In her introduction to Minimal graphics, Catharine Fishel states what minimal design is not: "blank, empty, devoid, or even quiet ... permit the gratuitous use of white space." Instead, minimal graphics are "stripped of all incidental references and pared down to its most essential elements, presents a purely intellectual and visual experience" that is a "return to modernism... to the real business of design: to communicate".
Using an ad as an example, Fishel breaks the ad's design into the six components that constitute minimal design: color, type, grid, image, message, and packaging. Color in minimal design is a "simple palate" that does not merely "decorate" but communicates, Type is "ubiquitous" and can by its appearance provide a clear message. Grid is the underlying structure of the design; it can "promote recognition" or just support "unpredictable content." Image in minimal design is "stripped of all extraneous references"--what you see is what is there. Message, which can often be determined without text (although most of the examples in the book contain text), must be conveyed instantly, "plainly." Finally, packaging, in minimal design, refers to the combination of the above five components without calling attention to one particular component.
The remainder of the Look is composed of six sections, each representing one of these six design elements. Each section has examples that Fishel feels best exemplifies that element. The examples she collected include ads, posters, annual reports, stationery, business cards, exhibitions--and even a bus.
The designs are clever, funny, ominous, and striking. Many are as minimal as you would think a minimal design might be. You see this effect in the "Jay" stationery, which has only the name Jay at the top of the pages. Or look at the Palmer Jarvis UPC ad: lots of white space with a small, "misshapen" UPC on the bottom right corner with the name Palmer Jarvis (p. 61). Fishel includes samples that initially appear to be anything but minimal: a theater promotion poster and a software company's annual report. Yet if you look closely at these busier designs, you see they adhere to Fishel's definition of minimal design.
The design of this book itself follows Fishel's definition. Almost every example fits on a single page, along with the names of the design firm, designer, photographer, illustrator, and copywriter. There is also a single-paragraph explanation with each example.

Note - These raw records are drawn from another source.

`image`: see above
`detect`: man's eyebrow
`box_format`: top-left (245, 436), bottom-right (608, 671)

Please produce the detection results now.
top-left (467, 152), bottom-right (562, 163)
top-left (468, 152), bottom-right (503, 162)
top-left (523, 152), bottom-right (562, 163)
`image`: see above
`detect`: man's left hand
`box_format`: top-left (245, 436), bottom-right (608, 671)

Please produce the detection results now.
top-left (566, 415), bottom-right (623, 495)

These paragraphs make interesting reading. You learn how the designer of the logo design for Cigar aficionado magazine doodled with the C and A of the magazine's name over and over in different arrangements until he found the one he eventually used (p. 62). You find also why most readers of "Jay" stationery mistakenly think the name refers to a man.
But the book design isn't without problems for the reader. For example, the text is left- and right-justified. Instead of the occasional large gaps of space between words, the words are concatenated. For a graphic arts book that discusses "type" as a design element, this is an odd error.

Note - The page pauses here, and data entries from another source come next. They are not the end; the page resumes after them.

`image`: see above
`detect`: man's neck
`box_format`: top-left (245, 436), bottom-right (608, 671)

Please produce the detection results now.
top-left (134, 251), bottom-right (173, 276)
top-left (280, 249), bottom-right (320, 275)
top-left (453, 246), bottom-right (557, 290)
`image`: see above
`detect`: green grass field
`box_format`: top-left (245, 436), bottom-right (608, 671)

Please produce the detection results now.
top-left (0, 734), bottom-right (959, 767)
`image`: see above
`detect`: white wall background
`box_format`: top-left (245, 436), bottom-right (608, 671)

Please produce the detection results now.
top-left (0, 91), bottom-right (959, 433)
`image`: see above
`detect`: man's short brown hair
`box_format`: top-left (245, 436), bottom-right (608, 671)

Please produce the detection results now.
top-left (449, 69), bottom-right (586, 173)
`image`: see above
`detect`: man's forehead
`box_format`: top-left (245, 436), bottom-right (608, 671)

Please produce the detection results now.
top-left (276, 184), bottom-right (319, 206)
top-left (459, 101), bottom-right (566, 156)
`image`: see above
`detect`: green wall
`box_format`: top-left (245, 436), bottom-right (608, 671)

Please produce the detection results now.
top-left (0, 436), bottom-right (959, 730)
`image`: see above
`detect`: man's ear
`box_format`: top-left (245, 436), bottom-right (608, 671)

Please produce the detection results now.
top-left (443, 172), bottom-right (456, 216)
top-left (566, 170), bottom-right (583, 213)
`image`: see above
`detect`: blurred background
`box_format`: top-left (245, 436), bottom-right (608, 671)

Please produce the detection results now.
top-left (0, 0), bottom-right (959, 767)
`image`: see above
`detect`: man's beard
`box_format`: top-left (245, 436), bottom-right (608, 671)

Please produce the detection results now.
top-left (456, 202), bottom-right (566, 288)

As a design layman and a sometime software manual and Web designer, I find Fishel's book valuable as a resource. Here is a book full of strong visual designs that immediately communicate an idea. I hope any subsequent design work I do can benefit from the examples in the book.
GEOFF SEMONIAN is a stay-at-home dad and part-time technical writer, programmer, Web page maker, and cook. He has worked for such firms as Scientific Applications International Corporation (SAIC). He reads extensively and has written reviews in Technical communication and other publications.